そうして目に飛び込んでくるのはローゼンバーグコンツェルンのロゴだ。宙艦内で刷り込まれたせいもあるだろうが、それを度外視しても明らかに多すぎた。
ビルに張り付く電子看板に窓、ショーウィンドウの透明な壁、歩いている人々の頭上だけでなくオート走行をいいことに、コイルの車列にまでホロ看板が割り込んでくる始末である。
「星系内で突出してるとはいえ、宣伝もここまでくるとなんつーか、くどいよな」
「所詮は田舎惑星に収まってふんぞり返ってる企業のセンスだから」
「天下の巨大FCには敵わねぇって」
ハイファはこう見えてもテラ連邦内で有数のエネルギー関連会社ファサルートコーポレーション、通称FC会長の御曹司なのだ。一度は自身も社長に祭り上げられたが重責を背負い続けることは何とか逃れ、だが血族の結束も固い社において今でも名ばかりながら代表取締役専務という肩書きを持たされている。

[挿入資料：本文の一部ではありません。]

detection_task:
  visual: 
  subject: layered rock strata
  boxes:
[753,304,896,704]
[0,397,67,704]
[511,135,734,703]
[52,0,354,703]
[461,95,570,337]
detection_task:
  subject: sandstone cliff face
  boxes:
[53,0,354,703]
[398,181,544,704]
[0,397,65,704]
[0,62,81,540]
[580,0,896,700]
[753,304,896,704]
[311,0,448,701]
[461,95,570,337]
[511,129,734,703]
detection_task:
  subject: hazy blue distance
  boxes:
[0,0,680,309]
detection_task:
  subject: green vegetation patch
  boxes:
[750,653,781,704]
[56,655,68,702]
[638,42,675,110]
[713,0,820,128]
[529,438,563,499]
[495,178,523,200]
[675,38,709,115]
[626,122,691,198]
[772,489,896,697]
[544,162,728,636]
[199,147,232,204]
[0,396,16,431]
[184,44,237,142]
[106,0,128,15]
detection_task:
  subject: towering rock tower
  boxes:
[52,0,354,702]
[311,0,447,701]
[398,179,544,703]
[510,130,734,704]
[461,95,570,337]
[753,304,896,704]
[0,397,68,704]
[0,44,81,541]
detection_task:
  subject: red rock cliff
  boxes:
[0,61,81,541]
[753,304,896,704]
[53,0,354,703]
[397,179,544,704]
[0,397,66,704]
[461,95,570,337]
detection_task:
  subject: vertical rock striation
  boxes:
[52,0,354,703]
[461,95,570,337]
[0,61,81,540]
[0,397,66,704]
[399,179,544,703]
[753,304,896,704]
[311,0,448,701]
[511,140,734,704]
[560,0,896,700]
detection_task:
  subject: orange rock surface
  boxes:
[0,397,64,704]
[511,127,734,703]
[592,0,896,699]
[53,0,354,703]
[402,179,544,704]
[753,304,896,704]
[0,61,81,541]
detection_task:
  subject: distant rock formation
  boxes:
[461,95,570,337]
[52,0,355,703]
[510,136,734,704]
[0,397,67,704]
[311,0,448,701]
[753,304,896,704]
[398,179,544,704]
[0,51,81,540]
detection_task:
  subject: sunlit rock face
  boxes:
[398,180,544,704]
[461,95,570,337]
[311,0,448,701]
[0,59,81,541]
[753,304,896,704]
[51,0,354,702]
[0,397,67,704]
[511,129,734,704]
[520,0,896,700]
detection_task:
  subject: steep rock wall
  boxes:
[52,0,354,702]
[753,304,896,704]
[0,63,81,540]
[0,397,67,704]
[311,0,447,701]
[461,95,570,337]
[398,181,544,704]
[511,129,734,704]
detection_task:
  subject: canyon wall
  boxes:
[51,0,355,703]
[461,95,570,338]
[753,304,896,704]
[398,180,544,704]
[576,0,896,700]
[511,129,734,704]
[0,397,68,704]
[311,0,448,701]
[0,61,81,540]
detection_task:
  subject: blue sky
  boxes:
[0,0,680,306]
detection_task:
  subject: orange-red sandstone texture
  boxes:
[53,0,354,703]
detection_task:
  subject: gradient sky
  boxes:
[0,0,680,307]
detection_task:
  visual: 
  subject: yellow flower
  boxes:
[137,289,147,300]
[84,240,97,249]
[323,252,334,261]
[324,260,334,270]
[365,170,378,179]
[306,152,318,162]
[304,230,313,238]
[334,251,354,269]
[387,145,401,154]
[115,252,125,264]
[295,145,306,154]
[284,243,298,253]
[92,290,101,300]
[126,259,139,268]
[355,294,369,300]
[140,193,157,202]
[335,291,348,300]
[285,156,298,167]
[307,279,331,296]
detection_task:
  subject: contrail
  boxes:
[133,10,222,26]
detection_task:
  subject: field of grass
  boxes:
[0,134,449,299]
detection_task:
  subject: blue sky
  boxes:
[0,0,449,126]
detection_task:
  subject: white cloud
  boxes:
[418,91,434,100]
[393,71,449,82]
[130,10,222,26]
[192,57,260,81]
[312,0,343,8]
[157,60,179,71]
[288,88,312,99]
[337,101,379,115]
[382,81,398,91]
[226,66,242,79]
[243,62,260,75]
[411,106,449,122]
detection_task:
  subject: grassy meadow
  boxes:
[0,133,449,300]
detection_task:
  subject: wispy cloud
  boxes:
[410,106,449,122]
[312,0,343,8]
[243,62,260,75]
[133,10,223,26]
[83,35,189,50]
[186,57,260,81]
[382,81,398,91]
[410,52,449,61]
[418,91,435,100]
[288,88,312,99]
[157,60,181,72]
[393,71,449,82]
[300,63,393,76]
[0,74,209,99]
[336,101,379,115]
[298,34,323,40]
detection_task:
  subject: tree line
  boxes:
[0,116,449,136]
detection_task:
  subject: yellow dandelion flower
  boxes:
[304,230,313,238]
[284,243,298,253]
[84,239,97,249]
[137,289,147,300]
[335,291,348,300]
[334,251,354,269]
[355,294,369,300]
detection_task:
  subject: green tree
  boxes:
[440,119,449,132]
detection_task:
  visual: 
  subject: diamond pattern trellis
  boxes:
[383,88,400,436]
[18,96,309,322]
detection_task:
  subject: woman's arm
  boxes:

「それにしてもセンスがねぇってのは分かるな。消化不良起こしそうだぜ」
「でもどれだけローゼンバーグがこのユトリア星系で特殊なのかは分かるよね。宙港の艦も、屋上にあった定期BELも、殆どバラとロゴがついてたもん」
「嫁を追い出すのに百億をポンとくれてやるくらいだもんな」
ピンクのロゴ入り巨大ハイヒールのホロがコイルの間を縫って歩いてゆくのを見送り、暫くするとまた郊外に近づいたらしく、ビルが途切れ始める。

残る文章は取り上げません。